In her book, Physical Children, Active Teaching: Investigating Physical Literacy, Ms. Maude explains the developmental phases of movement and offers strategies to help children develop Physical Literacy. Physical Literacy involves developing specific movement patterns and skills. Examples of these patterns and skills include: rolling, jumping, climbing, or swinging.[iii]
In my own research on Physical Literacy, I came across two resources that are worth examining. One is a toolkit developed by Utah Olympic Legacy Foundation.
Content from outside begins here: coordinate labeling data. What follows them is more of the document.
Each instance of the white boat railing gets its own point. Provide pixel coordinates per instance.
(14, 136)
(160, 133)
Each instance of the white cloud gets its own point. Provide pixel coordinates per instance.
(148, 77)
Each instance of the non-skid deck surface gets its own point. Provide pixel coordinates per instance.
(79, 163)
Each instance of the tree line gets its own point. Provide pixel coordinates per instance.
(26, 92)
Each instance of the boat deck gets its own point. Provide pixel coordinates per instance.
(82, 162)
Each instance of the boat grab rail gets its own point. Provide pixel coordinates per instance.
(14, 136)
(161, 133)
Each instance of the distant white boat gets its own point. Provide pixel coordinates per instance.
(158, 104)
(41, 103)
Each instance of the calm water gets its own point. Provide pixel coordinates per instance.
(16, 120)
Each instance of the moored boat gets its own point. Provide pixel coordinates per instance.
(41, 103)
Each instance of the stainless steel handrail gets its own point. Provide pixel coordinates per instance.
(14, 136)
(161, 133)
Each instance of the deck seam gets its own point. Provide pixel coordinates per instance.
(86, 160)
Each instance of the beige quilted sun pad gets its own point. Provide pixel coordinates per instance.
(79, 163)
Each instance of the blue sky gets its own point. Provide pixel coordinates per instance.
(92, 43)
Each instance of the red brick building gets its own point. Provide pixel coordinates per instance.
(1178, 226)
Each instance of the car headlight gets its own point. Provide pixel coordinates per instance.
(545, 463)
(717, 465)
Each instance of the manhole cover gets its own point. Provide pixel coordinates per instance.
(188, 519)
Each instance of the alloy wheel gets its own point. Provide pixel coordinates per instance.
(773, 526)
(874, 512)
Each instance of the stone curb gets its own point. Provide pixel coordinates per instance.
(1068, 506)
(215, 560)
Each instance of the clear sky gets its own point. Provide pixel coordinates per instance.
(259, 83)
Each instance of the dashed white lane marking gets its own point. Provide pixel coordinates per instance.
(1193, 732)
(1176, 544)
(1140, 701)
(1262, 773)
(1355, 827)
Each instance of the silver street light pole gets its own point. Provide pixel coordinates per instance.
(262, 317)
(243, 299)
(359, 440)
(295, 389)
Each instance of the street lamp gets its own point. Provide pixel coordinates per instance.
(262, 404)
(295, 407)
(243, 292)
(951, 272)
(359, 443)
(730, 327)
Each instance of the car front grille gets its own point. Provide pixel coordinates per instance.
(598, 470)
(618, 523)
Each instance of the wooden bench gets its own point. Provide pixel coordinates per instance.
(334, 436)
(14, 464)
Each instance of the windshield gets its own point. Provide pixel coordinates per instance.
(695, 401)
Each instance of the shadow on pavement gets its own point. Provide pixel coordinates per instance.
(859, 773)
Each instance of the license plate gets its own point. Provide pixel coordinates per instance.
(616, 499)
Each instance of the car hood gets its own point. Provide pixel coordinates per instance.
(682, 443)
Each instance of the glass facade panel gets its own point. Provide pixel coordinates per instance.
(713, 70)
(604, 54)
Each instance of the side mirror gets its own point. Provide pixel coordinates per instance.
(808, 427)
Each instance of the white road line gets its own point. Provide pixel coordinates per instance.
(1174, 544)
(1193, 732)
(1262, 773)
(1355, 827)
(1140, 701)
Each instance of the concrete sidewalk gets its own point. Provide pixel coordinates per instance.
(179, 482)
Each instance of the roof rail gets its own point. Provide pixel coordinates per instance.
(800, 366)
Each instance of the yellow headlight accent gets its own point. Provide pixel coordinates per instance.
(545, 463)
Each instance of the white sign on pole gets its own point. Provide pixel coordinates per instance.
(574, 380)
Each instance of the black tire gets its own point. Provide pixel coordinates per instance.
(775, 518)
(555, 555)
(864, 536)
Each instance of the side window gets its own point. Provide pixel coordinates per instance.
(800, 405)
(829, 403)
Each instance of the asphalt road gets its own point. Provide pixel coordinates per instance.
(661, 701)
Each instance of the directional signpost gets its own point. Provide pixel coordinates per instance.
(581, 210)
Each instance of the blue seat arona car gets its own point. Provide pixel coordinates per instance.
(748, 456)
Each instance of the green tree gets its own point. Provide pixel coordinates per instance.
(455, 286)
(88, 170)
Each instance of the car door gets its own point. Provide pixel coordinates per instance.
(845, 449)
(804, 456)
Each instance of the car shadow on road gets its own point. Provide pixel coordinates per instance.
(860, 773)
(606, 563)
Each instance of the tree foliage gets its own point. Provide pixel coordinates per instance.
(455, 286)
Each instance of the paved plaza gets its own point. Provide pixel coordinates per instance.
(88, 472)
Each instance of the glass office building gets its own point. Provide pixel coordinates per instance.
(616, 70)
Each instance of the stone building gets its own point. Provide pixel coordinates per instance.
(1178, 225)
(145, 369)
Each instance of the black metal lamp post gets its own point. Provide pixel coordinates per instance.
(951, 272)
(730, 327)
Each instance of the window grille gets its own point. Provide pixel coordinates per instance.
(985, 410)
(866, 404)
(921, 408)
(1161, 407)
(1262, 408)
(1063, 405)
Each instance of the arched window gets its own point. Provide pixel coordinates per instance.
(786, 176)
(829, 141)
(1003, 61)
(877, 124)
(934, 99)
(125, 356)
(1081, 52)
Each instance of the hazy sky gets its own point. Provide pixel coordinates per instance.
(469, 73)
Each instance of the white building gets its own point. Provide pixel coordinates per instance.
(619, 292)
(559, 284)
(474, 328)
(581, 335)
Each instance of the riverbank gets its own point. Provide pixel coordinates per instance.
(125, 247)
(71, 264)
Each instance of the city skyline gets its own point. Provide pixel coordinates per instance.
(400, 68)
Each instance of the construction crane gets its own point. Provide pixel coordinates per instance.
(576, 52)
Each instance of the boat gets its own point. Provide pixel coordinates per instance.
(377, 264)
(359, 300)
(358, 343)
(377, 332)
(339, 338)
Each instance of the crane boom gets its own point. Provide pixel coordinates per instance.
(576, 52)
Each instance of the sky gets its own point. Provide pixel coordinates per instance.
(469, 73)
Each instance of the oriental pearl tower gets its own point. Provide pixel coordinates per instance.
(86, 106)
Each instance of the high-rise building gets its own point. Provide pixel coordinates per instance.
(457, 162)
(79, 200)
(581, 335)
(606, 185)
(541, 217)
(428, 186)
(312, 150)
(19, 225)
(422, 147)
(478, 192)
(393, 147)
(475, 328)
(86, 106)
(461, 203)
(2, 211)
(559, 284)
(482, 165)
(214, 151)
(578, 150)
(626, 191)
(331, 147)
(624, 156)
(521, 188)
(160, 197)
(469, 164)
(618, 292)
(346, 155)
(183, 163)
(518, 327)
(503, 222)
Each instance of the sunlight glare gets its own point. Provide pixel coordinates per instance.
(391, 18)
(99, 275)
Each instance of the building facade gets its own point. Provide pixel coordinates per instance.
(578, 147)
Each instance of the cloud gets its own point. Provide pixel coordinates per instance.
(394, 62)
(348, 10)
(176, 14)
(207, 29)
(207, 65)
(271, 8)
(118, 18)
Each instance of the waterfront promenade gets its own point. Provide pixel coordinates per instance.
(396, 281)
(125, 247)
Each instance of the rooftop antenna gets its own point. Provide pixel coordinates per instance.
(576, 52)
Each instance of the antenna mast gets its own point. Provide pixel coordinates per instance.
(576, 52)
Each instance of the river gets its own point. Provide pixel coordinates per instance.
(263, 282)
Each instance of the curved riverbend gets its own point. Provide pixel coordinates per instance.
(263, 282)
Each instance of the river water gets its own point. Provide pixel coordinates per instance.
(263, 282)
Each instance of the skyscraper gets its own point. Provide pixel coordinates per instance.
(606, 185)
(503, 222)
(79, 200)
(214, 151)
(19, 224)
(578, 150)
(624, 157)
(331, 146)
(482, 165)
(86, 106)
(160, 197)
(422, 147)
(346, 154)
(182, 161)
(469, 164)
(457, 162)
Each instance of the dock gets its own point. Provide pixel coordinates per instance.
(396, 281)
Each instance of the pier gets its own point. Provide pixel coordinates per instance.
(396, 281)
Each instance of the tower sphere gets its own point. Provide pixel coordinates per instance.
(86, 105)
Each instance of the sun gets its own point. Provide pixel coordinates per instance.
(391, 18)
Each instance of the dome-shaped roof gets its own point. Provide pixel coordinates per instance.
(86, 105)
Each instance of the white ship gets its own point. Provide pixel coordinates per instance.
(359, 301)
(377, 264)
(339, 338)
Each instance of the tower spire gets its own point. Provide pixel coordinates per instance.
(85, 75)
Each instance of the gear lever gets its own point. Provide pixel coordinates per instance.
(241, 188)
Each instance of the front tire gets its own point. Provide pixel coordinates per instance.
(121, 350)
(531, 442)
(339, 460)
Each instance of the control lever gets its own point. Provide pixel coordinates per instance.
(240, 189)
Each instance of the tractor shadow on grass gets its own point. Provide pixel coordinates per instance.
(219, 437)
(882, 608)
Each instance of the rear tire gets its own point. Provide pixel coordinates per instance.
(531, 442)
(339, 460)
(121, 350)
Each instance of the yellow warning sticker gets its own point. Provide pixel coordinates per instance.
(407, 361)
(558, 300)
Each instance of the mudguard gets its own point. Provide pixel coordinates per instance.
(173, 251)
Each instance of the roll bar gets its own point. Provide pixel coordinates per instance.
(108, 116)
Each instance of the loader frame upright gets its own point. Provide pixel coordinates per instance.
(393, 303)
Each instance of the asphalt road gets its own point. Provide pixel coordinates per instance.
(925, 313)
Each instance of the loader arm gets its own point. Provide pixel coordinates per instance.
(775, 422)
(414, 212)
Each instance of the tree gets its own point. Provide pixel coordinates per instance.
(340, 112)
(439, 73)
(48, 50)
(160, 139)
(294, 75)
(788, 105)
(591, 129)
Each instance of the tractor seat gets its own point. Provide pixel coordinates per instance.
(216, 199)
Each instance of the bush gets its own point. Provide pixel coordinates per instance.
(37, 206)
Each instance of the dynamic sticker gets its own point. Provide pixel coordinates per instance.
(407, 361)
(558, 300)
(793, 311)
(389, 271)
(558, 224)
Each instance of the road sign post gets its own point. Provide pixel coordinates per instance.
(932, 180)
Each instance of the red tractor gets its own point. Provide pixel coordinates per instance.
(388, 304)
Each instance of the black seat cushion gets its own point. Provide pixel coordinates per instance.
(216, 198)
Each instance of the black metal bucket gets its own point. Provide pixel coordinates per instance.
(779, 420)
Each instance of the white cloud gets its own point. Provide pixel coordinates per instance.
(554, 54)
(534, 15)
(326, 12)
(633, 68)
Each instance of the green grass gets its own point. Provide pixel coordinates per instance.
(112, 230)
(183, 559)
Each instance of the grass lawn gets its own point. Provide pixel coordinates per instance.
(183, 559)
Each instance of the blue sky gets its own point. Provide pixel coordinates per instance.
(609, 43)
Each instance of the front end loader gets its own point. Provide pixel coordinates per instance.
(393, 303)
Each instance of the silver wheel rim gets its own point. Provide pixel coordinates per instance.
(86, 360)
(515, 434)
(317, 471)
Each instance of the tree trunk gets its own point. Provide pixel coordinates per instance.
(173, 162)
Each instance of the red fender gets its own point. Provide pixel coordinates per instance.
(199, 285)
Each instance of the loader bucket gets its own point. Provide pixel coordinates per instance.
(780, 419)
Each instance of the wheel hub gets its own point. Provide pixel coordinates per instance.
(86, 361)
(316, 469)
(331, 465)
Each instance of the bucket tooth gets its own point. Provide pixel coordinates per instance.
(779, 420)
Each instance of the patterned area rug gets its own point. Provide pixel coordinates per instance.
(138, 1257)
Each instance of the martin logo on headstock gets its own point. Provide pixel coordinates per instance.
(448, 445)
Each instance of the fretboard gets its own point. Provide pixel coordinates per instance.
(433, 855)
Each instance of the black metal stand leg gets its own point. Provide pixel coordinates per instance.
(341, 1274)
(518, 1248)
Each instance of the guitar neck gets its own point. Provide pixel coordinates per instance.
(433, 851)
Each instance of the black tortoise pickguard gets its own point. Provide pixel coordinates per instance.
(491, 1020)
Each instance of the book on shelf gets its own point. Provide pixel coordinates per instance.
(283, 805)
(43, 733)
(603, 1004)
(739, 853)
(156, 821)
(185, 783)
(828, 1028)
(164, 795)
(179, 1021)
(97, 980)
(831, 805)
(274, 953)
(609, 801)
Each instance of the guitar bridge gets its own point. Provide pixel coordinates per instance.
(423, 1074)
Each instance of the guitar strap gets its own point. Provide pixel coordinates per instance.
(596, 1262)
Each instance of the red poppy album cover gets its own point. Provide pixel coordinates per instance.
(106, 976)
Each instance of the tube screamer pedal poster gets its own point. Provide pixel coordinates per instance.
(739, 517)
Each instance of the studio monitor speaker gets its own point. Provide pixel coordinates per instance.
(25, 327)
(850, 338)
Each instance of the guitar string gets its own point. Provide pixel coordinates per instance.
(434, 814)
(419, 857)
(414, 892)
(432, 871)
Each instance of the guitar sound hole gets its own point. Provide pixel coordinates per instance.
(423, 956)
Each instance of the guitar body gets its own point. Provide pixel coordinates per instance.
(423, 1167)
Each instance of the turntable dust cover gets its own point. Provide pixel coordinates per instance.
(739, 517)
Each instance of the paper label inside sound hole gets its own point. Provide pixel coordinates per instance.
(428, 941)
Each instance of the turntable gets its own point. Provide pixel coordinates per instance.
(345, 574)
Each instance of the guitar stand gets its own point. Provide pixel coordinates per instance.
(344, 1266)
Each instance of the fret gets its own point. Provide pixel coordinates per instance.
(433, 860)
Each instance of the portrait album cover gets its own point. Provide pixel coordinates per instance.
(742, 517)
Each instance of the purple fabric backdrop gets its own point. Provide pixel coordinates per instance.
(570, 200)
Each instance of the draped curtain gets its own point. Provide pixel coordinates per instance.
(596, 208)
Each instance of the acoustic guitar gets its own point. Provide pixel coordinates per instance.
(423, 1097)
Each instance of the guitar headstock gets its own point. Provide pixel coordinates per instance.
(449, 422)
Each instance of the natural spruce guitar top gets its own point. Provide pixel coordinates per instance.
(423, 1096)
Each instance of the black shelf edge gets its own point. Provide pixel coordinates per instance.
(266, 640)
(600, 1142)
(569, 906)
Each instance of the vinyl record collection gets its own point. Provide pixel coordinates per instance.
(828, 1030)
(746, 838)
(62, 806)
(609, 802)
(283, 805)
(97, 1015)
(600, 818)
The kit offers learning objectives and activities to help children develop Physical Literacy.
The second resource is a guide entitled Developing Physical Literacy: A Guide for Parents of Children Ages 0 to 12. The guide was developed by Canadian Sports for Life. It offers a framework to teach children fundamental movement skills at different developmental stages, and offers example activities to support the growth of Physical Literacy.
Canadian Sports for Life also offers resources for individuals with disabilities who want to engage in Physical Literacy and physical activity (http://www.canadiansportforlife.ca/athletes-disabilities/ltad-stages).
Because I am personally working to acquire new specific movement patterns in my walking program, I am learning about the importance of Physical Literacy and its applications to develop movement skills. The concept of Physical Literacy and the noted resources can also be used to help build the foundational skills that support both children and adults with disabilities to successfully participate in a variety sports and recreation opportunities.
— Kerry A. Wiley
[i] Chandler, T., Cronin, M., & Vamplew, W. (2002). Sport and Physical Education: The Key Concepts. London: Routledge.
Maude, P. (2001). Physical Children, Active Teaching: Investigating Physical Literacy. Philadelphia: Open University Press.
[ii] Maude, P. (2001). Physical Children, Active Teaching: Investigating Physical Literacy. Philadelphia: Open University Press.
[iii] Maude, P. (2001). Physical Children, Active Teaching: Investigating Physical Literacy. Philadelphia: Open University Press.